During the 17 th century the style of writing was changing from poems about death to ones whose subject was about living life to it's fullest extent. This kind of writing was also known as care diem. Robert Herrick and Andrew Marvell were two of the first care diem poets. Although their styles were similar their subjects differed. Both Marvell and Herrick used metaphors in their writing. In To His Coy Mistress, Marvell writes, "Had we but world enough, and time, This coyness lady were no crime," (414).
This is a metaphor saying that if they had all the time in the world to spend together that he would not be so worried about getting married right away. Herrick says in To the Virgins to Make Much of Time, "And this same flower that smiles today Tomorrow will be dying," (416). This means that whatever man likes a girl today, tomorrow may like somebody else. Both Marvell and Herrick's poems are in the form of an argument, they are trying to convince the young women in the poems to forget their morals and live life like it should be lived. Both poets also used personification in their writing. Marvell personifies youth by comparing it to a drop of dew, "Now therefore, while the youthful hew sit on thy skin like morning dew, ...
." (415). Here he is saying that like dew youth does not stay around forever. In Herrick's poem he gives the sun life-like qualities in the line, "The glorious lamp of heaven, the sun, The higher he's a-getting, The sooner will his race be run, And nearer he's to setting." (416). Herrick is saying that if these girls don't live life now that they will miss their prime and will not have any fun while they live. Both Carpe Diem poets feel that young girls are not taking advantage of their youth and they are going to miss the best part of life. Although both poems had the same ways of getting their point across, the writers were trying to convince their readers of different things.
Marvell is trying to get a woman to marry her, and Herrick is trying to get young women to fornicate while they are young. Though Marvell wants to marry his girlfriend she does not want to marry him now, so he tries to tell her that if they were going to live forever he would not need to marry her to show her his true love for her. He tells her that he needs to marry her because he wants to be with her after he dies. "Had we but enough time, and time, this coyness lady were no crime." (414), is saying that if time was not running out he would not need to marry her, but since it is she is the only person he wants to marry and he needs to do it before he dies. Marvell's poem is trying to convince his girlfriend that she is his only true love and he wants to be with her forever. Herrick on the other hand, is trying to persuade young women to have carnal relations with men while they are still young.

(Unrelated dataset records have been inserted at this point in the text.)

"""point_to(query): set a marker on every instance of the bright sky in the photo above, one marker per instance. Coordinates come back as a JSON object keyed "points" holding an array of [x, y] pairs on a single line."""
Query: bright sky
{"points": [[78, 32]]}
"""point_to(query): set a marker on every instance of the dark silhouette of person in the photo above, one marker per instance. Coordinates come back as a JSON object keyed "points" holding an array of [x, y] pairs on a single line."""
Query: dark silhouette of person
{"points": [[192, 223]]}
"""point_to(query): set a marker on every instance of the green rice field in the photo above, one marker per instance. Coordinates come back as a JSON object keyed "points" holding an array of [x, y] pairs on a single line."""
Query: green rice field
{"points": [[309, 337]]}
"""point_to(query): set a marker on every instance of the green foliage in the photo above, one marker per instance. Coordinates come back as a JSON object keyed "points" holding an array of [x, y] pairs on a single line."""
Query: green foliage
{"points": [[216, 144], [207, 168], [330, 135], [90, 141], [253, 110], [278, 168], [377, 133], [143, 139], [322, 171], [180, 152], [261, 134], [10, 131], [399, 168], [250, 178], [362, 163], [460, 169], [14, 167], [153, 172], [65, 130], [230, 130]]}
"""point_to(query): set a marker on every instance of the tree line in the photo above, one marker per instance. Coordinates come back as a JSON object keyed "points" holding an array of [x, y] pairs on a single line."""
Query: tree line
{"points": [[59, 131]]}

"Then be not coy, but use your time, And, while ye may, go marry; For, having lost but once your prime, You may forever tarry." (416), is claiming that once these young girls are old men will not want to be with them anymore. I prefer Marvell to Herrick because Marvell is trying to relate to his love for his girlfriend to her, and Herrick is just trying to get young women to copulate with men while they are young. Marvell's poem is a declaration of his love to her. It is a truly heartfelt poem that was written to show his undying love for her.
It seems that he has tried to win over her love by showing her just how much her absolutely loves her, and wants to make their connection more than just love, he wants to make it right in the eyes of God. This pair of care diem poets wrote during the same time period and had similar styles but had contrasting subjects. Marvell wrote from the heart to his girlfriend to show his everlasting love for her by writing a poem about it to her, while Herrick told girls that if they don't couple while they are young they never will be able to.